Moorcock's The Coming of the Terraphiles -- a full-scale hardback novel visibly marketed with the view that the words "Michael Moorcock" on a book are just as much of a draw as the words "Doctor Who" -- is fast, bold and colourful. Indeed, it reads quite breathlessly at times, as if it were written in a tearing hurry in one draft, but by a genius. Which is quite likely to be true.

Moorcock's career has effortlessly embraced high and low art, and The Coming of the Terraphiles links his Doctor Who source material with all kinds of other British popular culture, from Robin Hood to P.G. Wodehouse, from sea-tale and space-opera to public-school cricketing story. Indeed, the mishmash is part of the point, the "Terraphiles" of the title being sincere but hilariously confused Ancient Earth reconstructionists of the distant future, whose hybrid of cricket, archery and tourneys has become the galaxy's most popular sport.

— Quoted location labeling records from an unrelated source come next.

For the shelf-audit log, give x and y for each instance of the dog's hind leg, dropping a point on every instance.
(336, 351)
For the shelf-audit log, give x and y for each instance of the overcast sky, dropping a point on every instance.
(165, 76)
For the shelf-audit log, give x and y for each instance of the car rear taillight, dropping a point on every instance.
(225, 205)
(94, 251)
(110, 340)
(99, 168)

The novel is unapologetic about its series affiliations, foregrounding the Doctor and Amy Pond throughout, and making conspicuous use of the rhinocerid alien Judoon, with whom Moorcock's obviously rather taken. (There are also some nicely quirky references to the Daleks and the Time Lords.) Equally though, it's a Moorcock book through and through, part of his massive, multi-million-word Multiverse / Eternal Champion saga. (In particular, there's a character called Captain Cornelius, a space-pirate who wears iron commedia dell'arte masks, whose original conception suggests some interesting connections between the vaguely messianic characters in Moorcock's and the Doctor's universes.)

Admittedly everything Moorcock's written has been tied to this gigantic metaseries one way or another, but the connections here are explicit and inextricable, to the extent that Moorcock has actually recommended The Coming of the Terraphiles to a reader as a source for some of the background informing his series work. From the point of view of Doctor Who continuity, this is a sabretooth amongst the pigeons, upsetting huge swathes of the established history, physics and metaphysics of the Doctor's universe, but from the point of view of even a casual Moorcock fan it's a thing of glory, beauty and wonder.

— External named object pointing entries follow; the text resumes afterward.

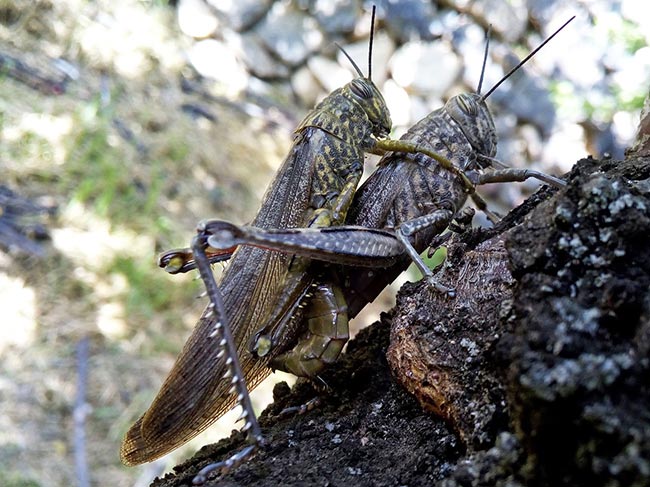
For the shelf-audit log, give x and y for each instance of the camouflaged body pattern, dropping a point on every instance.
(345, 129)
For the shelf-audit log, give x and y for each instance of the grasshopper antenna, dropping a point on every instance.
(372, 33)
(487, 47)
(350, 59)
(372, 36)
(523, 61)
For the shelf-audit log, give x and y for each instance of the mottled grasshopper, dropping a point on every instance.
(313, 188)
(408, 201)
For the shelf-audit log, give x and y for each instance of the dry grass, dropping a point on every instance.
(121, 200)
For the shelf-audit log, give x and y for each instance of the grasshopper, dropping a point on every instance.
(313, 188)
(410, 200)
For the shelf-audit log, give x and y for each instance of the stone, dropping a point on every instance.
(196, 19)
(306, 86)
(336, 16)
(429, 68)
(329, 74)
(382, 50)
(216, 60)
(258, 60)
(290, 34)
(407, 20)
(242, 14)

In plot terms, the novel is pretty much bonkers, with entirely new elements, characters and ideas cropping up nearly every chapter, apparently at random. The ideas are huge, intricate and very silly, and their wild profligacy would keep most writers of the standard post-2005 Doctor Who tie-in range in book proposals for a decade. While the plot manages to be recognisably pulpish (which is also to say, given Moorcock's habitual concerns, archetypally mythic) it also mostly eschews Doctor Who cliche in various refreshing ways.

If I had to choose one aspect of this book to improve, it would be allowing Moorcock to work with a Doctor he was already familiar with, rather than having to learn the character of Matt Smith's eleventh Doctor. I love Smith's mercurial portrayal, and Moorcock writes him well, but I can imagine that a version of this book with William Hartnell's Doctor in central position could be utterly majestic.